If California gets a national reputation as being a little bit kooky, sometimes we have only ourselves to blame.

The California Senate today voted to raise the tobacco smoking age from 18 to 21. The “legal age to purchase or possess tobacco products” is now 21, according to the language of the bill. But, strangely perhaps, teens can still legally buy weed all day long.

“Medicinal marijuana requires a prescription from a licensed health care provider,” Sen. Ed Hernandez, author of the smoking-age bill, said in a statement to us this afternoon.

And we all know how hard it is to get a doctor's recommendation.
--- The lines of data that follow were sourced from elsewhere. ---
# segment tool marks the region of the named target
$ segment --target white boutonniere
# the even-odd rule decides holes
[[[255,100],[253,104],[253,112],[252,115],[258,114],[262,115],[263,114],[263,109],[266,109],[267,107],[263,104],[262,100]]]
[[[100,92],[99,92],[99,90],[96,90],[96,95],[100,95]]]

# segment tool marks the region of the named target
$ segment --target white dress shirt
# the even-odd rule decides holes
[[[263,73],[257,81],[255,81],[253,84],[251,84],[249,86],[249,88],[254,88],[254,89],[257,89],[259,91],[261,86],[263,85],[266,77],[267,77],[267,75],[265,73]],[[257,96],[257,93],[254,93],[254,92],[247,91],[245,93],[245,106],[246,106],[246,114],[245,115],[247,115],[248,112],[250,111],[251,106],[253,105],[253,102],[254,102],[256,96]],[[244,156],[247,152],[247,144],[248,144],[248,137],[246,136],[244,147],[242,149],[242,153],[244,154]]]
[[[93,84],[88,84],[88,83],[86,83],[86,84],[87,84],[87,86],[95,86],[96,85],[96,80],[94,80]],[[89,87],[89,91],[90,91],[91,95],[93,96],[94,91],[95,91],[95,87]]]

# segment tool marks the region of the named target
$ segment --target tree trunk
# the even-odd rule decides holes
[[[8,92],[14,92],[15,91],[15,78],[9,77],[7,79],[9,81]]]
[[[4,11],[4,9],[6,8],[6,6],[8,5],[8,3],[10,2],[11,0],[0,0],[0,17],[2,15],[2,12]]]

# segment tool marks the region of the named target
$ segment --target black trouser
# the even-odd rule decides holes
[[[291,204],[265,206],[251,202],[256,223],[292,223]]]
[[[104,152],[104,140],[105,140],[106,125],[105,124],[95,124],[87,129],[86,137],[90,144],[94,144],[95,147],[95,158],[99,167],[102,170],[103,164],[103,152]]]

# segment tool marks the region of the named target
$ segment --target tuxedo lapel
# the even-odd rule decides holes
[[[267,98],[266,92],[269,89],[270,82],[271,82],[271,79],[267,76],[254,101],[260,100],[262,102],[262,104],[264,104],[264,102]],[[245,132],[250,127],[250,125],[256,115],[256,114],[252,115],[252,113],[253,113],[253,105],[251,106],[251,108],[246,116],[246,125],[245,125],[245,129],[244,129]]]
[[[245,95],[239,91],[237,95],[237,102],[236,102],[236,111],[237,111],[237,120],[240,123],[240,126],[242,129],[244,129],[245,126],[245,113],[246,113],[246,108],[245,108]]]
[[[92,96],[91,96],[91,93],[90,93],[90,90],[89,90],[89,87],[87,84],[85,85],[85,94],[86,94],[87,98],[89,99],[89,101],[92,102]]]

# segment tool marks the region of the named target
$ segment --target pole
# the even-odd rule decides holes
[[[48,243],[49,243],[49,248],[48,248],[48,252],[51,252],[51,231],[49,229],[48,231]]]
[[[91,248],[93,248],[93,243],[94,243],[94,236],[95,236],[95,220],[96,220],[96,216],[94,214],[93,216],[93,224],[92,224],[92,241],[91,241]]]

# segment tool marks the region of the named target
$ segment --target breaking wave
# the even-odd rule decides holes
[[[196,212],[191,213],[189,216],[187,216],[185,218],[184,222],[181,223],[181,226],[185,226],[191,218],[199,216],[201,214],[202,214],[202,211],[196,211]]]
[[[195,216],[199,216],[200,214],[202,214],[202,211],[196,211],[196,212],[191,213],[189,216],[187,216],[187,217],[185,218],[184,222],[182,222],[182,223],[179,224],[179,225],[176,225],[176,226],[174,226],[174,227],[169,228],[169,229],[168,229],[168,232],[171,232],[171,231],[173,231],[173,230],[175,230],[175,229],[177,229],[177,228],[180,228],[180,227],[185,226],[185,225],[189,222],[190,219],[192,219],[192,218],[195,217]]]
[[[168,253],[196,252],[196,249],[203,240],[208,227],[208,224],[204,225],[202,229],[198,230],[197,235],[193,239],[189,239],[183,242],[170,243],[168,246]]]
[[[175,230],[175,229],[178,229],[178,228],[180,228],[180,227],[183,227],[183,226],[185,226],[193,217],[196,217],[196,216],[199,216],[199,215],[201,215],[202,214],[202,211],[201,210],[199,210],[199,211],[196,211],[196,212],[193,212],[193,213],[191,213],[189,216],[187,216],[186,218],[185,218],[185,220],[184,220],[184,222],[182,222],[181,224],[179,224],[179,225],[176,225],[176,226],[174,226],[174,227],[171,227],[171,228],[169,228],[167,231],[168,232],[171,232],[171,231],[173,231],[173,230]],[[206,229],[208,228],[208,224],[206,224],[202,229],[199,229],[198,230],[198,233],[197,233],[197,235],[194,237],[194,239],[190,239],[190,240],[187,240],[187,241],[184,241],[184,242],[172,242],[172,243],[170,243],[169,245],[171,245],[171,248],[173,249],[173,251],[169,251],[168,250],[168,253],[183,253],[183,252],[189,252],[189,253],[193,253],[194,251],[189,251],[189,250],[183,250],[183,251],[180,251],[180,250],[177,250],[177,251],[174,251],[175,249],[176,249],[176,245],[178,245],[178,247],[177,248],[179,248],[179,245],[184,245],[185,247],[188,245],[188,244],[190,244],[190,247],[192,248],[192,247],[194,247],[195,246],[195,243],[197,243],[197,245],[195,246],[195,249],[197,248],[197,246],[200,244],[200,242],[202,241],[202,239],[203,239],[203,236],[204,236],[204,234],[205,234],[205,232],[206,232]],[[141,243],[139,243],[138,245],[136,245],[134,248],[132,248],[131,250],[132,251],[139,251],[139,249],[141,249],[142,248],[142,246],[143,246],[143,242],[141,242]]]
The Senate's approval of the 21-and-older proposal effectively sends the bill to the desk of Gov. Jerry Brown, who will have the opportunity to sign it into law or veto it. Also heading to his desk is legislation that would bring e-cigarette rules in line with sales and smoking limits on tobacco products.

In other words, if Brown approves the 21-and-older bill, and if he approves the e-cigarette legislation, you will have to be at least 21 to vape.

But not, perhaps, if you're vaping marijuana, including concentrated pot products like hash oil, wax, dabs and shatter.

The language of the vaping bill says, “This act does not affect any laws or regulations regarding medical cannabis.”

“There's no age on marijuana for med use,” says Dale Gieringer, state coordinator of California NORML. “If you have a doctor's recommendation, you can be 12.”

However, he says the California law known as SB 420, which put forth guidelines for dispensaries, says you can't smoke weed anywhere you can't smoke tobacco products under state rules. That legislation pretty much predated modern vaping and the e-cigarette revolution.

Medical marijuana law “does not authorize medical marijuana smoking in no-smoking zones,” NORML says in a fact sheet.

Gieringer says most dispensaries welcome customers who are 18 or older. Some have established an age limit of 21.

The 21-and-older tobacco and vaping bills put the onus of abiding by the law on the sellers of these products — basically the same deal as California's previous 18-and-older rules.

Sen. Mark Leno called the Legislature's passing of his e-cigarette bill “a huge victory for public health and the well-being of all Californians.”

“The e-cigarette is nothing more than a new delivery system for toxic and addictive nicotine,” he said. “We should all be alarmed that these devices are surging in popularity among adolescents who have never smoked before.”

Hernandez said previously that his 21-and-older smoking bill will save lives.

“We are no longer going to sit on the sidelines while Big Tobacco markets to our kids and gets another generation of young people hooked on a product that will ultimately kill them,” he said.